うつ病を患って尚働いていた私の元同僚は上司から「お前のメンタルが弱いから良くないんだ」と言われたらしく、ある昼休み憤っていた:
「うつ病はメンタルがお豆腐だからなるんじゃないんですよ!!うつ病はメンタルがお豆腐になる病気なんですよ!!」
うつ病は脳病である
「メンタル」という言葉は厄介である。
あなたは「心はどこにありますか?」「メンタルとは体のどこですか?」と聞かれた時、あなたはどこを指すだろうか?胸の辺りだろうか、それとも頭のあたりだろうか。
見出しでお察しの通り、胸の辺りを指した方は不正解だ。
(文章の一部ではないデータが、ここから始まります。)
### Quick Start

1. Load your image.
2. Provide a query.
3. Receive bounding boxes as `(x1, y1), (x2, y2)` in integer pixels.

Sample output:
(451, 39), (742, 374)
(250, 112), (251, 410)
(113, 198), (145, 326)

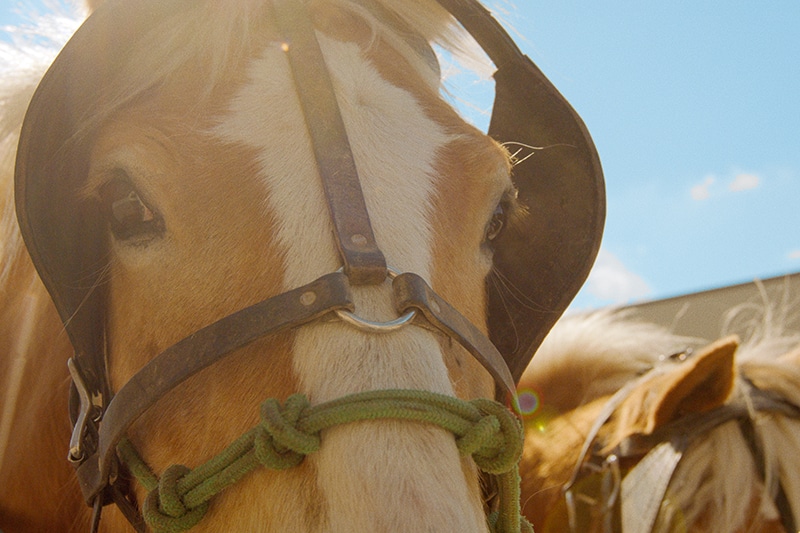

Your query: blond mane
(523, 310), (800, 531)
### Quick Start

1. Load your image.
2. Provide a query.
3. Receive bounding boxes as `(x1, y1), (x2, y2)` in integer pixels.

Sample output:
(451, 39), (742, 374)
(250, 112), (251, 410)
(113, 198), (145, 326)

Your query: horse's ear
(611, 336), (739, 446)
(648, 336), (739, 431)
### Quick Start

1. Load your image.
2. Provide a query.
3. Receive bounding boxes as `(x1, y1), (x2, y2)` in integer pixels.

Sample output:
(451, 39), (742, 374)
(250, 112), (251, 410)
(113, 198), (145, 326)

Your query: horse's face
(78, 5), (511, 531)
(520, 316), (791, 533)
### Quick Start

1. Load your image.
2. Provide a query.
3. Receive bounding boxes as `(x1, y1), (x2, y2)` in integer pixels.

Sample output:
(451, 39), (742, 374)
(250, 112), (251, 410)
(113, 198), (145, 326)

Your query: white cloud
(586, 249), (651, 304)
(691, 176), (717, 200)
(728, 173), (761, 192)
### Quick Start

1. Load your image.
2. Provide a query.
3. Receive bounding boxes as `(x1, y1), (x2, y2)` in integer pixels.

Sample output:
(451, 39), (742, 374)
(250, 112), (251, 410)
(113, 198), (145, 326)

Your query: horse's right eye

精神疾患は心疾患ではない。
私は専門家ではないので詳細は語れないが、うつ病は脳機能の異常である。
統合失調症の場合は自覚できればそれが脳病であることが(私の場合は)実感できるのだが、うつは認知の歪みが出始めてしまうとそうはいかないかもしれない。
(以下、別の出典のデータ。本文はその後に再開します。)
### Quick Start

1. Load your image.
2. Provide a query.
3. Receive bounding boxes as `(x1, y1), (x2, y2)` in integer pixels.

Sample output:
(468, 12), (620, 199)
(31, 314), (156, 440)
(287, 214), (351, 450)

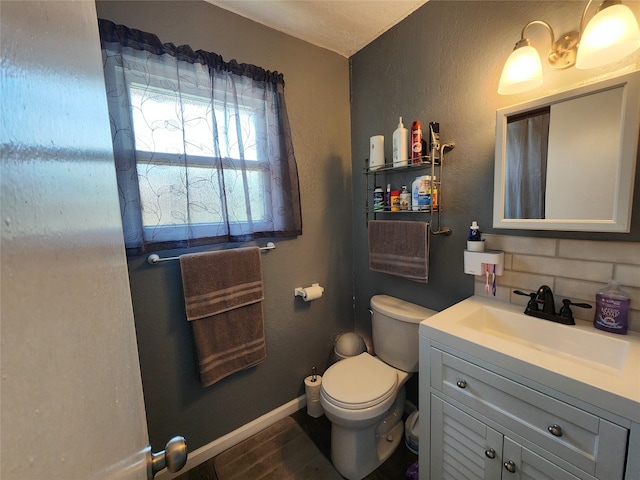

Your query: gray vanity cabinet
(430, 395), (594, 480)
(420, 344), (629, 480)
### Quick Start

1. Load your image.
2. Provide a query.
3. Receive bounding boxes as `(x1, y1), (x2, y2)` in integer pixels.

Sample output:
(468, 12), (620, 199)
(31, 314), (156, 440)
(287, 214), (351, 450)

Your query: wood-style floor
(176, 408), (418, 480)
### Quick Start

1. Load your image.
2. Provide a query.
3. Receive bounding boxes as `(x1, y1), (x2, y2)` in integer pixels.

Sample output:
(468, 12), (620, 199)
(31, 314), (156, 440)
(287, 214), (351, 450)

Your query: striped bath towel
(369, 220), (429, 283)
(180, 247), (266, 387)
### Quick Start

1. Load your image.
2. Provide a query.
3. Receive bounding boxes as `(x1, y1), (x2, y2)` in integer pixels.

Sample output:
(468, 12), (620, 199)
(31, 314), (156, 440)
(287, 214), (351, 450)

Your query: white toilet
(320, 295), (437, 480)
脳内神経伝達物質というものがある。有名どころがアドレナリンがたくさん出て興奮状態になるとか、その辺りだ。うつ病で問題になるのは主にセロトニンで、他の神経伝達物質であるドパミンやノルアドレナリンなどをまたコントロールしている。「幸福感、快楽」「恐怖、不安」をそれぞれ司どる物質が、セロトニンによる情報伝達がうまくいかなくなる結果、コントロール不能になることで抑うつ的になっていく。大体そんな感じ。詳細は専門家の説明を読んでほしい。
私の飲んでいる抗うつ剤はシナプスのトランスポーターによるセロトニンの再取り込みを阻害するSSRIと呼ばれる種類の薬で、さらにセロトニン受容体の調節に働きかける作用を併せ持つものである。
うつ病の治療には覚悟がいる
精神科医は患者の主観に頼って診察をすることしかできない。もちろん検査ができるところは検査してもらえると思うが、患者の語るエピソードが主な基準となる。
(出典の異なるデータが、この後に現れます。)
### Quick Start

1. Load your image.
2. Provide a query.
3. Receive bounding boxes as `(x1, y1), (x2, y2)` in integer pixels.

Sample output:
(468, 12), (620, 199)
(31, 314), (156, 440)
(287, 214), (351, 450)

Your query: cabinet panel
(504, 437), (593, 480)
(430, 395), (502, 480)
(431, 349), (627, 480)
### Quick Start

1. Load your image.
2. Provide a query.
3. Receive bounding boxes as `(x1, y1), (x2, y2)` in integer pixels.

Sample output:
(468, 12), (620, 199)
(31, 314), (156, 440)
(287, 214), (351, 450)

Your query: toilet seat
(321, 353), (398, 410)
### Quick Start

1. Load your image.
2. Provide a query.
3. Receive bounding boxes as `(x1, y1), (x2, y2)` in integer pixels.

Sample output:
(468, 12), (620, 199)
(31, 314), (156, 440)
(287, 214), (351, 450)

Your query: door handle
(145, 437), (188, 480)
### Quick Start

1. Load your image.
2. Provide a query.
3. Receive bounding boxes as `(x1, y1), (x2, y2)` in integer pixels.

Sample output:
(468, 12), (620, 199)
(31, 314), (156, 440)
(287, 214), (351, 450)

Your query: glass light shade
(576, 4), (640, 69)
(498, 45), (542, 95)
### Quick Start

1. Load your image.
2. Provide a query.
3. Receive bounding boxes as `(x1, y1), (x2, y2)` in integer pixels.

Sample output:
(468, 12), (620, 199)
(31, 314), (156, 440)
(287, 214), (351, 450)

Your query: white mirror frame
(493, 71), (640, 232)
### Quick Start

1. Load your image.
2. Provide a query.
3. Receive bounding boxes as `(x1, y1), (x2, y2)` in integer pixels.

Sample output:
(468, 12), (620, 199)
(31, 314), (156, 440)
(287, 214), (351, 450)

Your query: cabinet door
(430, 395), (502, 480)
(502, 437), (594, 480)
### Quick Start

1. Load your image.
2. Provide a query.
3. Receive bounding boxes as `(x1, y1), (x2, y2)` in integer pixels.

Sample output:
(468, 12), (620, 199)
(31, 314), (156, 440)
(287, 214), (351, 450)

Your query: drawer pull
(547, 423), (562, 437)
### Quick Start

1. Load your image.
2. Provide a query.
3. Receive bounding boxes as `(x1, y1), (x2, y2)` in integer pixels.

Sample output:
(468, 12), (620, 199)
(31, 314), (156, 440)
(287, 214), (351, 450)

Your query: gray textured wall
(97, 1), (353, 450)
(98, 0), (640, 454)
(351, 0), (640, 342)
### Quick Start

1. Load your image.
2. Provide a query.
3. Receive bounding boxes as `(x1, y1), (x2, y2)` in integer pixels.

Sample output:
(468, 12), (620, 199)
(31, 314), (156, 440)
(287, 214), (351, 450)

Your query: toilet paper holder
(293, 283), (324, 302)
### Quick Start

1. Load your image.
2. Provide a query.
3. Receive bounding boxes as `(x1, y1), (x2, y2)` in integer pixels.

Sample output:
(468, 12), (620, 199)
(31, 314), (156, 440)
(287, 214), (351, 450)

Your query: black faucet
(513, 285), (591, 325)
過去に酷い目にあったとか、身近に悲しい最期を遂げた人がいるとか、希死念慮があるとか、こういった話はなかなか自らできるものではない。
私は幸い「過去にあったこと、ずっと死にたいと思ってること、全部話す。絶対に今の状況から抜け出す」と覚悟を決めて診察に行ったので、順調に治療が進み、現在は障害者雇用という形ではあるもののなんとか働けてはいる。
一方、うつ状態で、何をするにもしんどくて、精神科に駆け込むのがやっとという人も多いだろう。自分の過去をまとめる、いわゆる自分史を書く作業はとても労力がいる。
私の経験上、カウンセラーや精神科医は「死にたいと思ったことはありますか?」と聞いてはくれない。自分から話さない限り「希死念慮がある」とは判断されない。初診でとは言わなくとも、どこかの段階で「先生、まだ話していないことがあるんです」と覚悟を決めて自分の辛い部分を打ち明ける必要が出てくる。
自分で「治そう」と思わない限り治らない病
「覚悟」という言い方をしたが、正直そんな大層なものではなくて、「今の状況をなんとかしよう」という思いが必要なのである。
先生に「お変わりありませんか?」と聞かれて、なんだか話を切り出しづらかったり、ただ説明が面倒という理由で「はい」と返事をして、「じゃあいつものお薬出しておきますね」と言われて診察を5分も経たずに終了する人は少なくないのではないだろうか。
しかし状況を改善するにもエネルギーが必要で、そのエネルギーがない限り苦しい状況を打破するのは難しい。何事にも気力が必要というのは本当に困ったもので、無い気力を絞り出さないと適切な治療に辿り着けないのが本当に厄介だ。
どんなに周りが「医者に行きなよ」と働きかけても、医者に行くこと自体にトラウマがあったり、「行ったところで意味がないんだ」と認知が歪んでしまうことで医療に繋がらないケースもあるだろう。
もしうつ病が本当に「心の風邪」なら、前述の通り、そういった人々もとっくに寛解しているはずだ。
「風邪」ほど軽かったらどんなに良かったか。そう感じる人も多いのではないか。